# Tagging and Extraction Using OpenAI functions üè∑Ô∏è

## Introduction 
This notebook demonstrates `how to perform tagging and extraction using OpenAI functions in combination with Langchain`. The main focus is on tagging text with specific attributes such as sentiment and language, and extracting structured information from text.

`Sentiment analysis` is a natural language processing (NLP) technique used to determine the sentiment or emotional tone behind a piece of text. This can be categorized as positive, negative, or neutral. Sentiment analysis is widely used in various applications such as social media monitoring, customer feedback analysis, and market research.

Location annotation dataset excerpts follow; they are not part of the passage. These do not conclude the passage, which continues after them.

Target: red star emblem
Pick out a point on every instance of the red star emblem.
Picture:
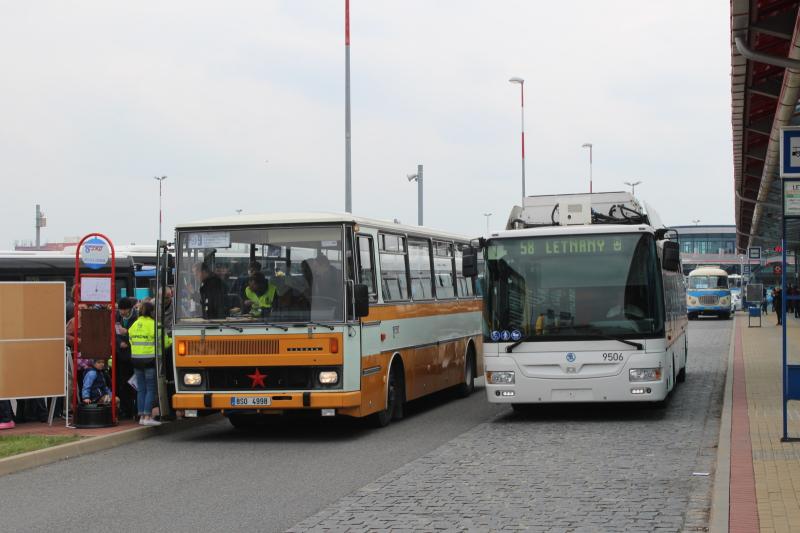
(258, 379)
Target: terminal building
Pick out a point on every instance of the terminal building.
(709, 246)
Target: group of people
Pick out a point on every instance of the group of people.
(258, 294)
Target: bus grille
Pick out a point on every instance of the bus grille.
(233, 347)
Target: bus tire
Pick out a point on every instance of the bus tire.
(468, 386)
(394, 399)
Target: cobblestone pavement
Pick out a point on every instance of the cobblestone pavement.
(564, 468)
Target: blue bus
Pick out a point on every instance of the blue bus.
(708, 293)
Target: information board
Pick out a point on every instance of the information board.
(32, 320)
(791, 199)
(754, 293)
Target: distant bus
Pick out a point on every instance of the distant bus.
(736, 285)
(708, 293)
(60, 266)
(364, 316)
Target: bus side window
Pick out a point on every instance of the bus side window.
(366, 270)
(464, 284)
(394, 269)
(419, 258)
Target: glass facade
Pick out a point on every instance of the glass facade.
(708, 243)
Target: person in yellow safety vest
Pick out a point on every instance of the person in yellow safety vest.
(259, 295)
(142, 336)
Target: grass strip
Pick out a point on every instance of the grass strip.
(16, 444)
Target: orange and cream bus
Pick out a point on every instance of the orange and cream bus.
(357, 316)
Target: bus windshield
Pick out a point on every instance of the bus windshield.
(260, 275)
(568, 287)
(708, 282)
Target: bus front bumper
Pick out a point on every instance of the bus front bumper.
(533, 390)
(217, 401)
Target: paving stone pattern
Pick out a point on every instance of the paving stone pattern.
(566, 468)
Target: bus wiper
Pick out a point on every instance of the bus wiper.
(510, 347)
(636, 345)
(220, 325)
(320, 324)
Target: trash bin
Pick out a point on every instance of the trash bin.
(753, 312)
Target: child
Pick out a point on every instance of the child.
(95, 388)
(6, 415)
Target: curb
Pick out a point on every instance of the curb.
(720, 496)
(36, 458)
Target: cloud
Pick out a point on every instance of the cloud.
(98, 98)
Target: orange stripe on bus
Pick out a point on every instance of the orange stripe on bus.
(417, 310)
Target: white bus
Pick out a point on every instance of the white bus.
(361, 316)
(584, 302)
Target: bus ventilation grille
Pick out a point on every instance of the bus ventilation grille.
(233, 347)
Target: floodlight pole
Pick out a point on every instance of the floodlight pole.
(348, 201)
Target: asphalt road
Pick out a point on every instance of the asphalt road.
(215, 478)
(552, 467)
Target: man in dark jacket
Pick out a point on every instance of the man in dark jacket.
(212, 292)
(126, 316)
(776, 302)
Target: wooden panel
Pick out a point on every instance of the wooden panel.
(31, 369)
(32, 362)
(31, 310)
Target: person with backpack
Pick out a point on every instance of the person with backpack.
(142, 335)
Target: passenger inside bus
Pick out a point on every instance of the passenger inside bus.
(212, 292)
(259, 296)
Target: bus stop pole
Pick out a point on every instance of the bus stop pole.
(782, 310)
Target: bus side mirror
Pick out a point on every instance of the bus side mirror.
(469, 262)
(361, 300)
(671, 257)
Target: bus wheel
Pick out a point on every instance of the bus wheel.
(394, 400)
(468, 387)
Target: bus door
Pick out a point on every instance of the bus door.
(370, 340)
(165, 383)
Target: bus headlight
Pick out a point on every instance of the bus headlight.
(328, 377)
(644, 374)
(500, 378)
(192, 379)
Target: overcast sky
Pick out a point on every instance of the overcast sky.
(241, 105)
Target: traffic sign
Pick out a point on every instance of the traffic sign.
(790, 153)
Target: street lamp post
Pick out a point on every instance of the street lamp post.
(418, 178)
(589, 146)
(632, 185)
(348, 202)
(521, 83)
(160, 212)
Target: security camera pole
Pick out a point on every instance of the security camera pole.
(418, 178)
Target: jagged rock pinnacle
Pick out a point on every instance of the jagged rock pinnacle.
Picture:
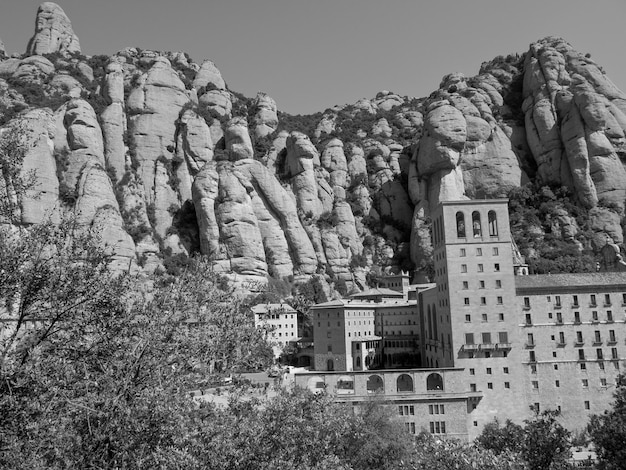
(53, 32)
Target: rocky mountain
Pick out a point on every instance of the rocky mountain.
(158, 156)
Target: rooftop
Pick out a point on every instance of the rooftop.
(604, 281)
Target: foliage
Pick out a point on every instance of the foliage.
(546, 442)
(535, 212)
(431, 453)
(509, 437)
(95, 366)
(608, 430)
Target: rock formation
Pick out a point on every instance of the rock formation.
(158, 156)
(53, 32)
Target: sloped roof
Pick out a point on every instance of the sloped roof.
(577, 281)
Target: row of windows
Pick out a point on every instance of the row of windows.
(479, 251)
(595, 317)
(488, 370)
(575, 304)
(481, 284)
(557, 383)
(597, 338)
(483, 300)
(476, 224)
(583, 366)
(484, 318)
(532, 356)
(480, 267)
(473, 387)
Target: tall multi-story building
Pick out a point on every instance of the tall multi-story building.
(507, 342)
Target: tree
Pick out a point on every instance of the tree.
(509, 437)
(608, 430)
(546, 442)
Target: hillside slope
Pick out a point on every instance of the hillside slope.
(155, 153)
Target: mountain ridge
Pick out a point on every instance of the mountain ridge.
(155, 153)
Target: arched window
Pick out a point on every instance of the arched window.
(405, 383)
(476, 224)
(316, 384)
(460, 225)
(374, 384)
(345, 385)
(493, 224)
(434, 382)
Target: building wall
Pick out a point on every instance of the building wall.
(557, 326)
(476, 291)
(426, 401)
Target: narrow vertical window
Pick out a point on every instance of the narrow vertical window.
(477, 231)
(460, 225)
(493, 224)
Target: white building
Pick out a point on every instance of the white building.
(281, 323)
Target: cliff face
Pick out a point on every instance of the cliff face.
(158, 156)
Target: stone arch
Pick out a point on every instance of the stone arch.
(434, 382)
(375, 384)
(460, 224)
(476, 226)
(493, 224)
(404, 383)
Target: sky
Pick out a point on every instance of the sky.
(312, 54)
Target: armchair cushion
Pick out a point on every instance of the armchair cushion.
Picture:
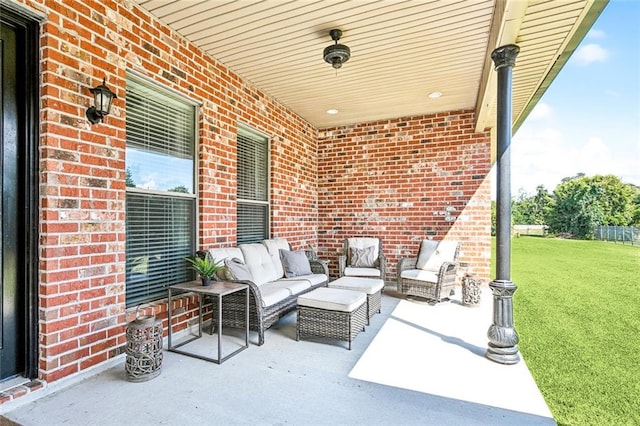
(427, 249)
(444, 252)
(363, 258)
(294, 263)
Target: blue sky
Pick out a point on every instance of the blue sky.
(589, 119)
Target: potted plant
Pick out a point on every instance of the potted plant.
(205, 266)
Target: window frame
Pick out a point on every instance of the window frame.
(169, 195)
(249, 132)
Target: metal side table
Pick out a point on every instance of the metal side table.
(217, 290)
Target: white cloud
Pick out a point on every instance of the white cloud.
(544, 156)
(590, 53)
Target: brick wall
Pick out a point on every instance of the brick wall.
(402, 179)
(405, 180)
(82, 246)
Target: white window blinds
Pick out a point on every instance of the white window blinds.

### Setup the Environment, OpenAI API Key  and Imports
First, we need to import the necessary libraries and set up the Environemnt and the OpenAI API key:

In [1]:
# Import necessary libraries
import os
import openai
from dotenv import load_dotenv, find_dotenv

# Load environment variables from .env file
_ = load_dotenv(find_dotenv()) # read local .env file
openai.api_key = os.environ['OPENAI_API_KEY']

# Print OpenAI API key (masked)
print(f"OPENAI_API_KEY: {os.getenv('OPENAI_API_KEY')[:5]}*****")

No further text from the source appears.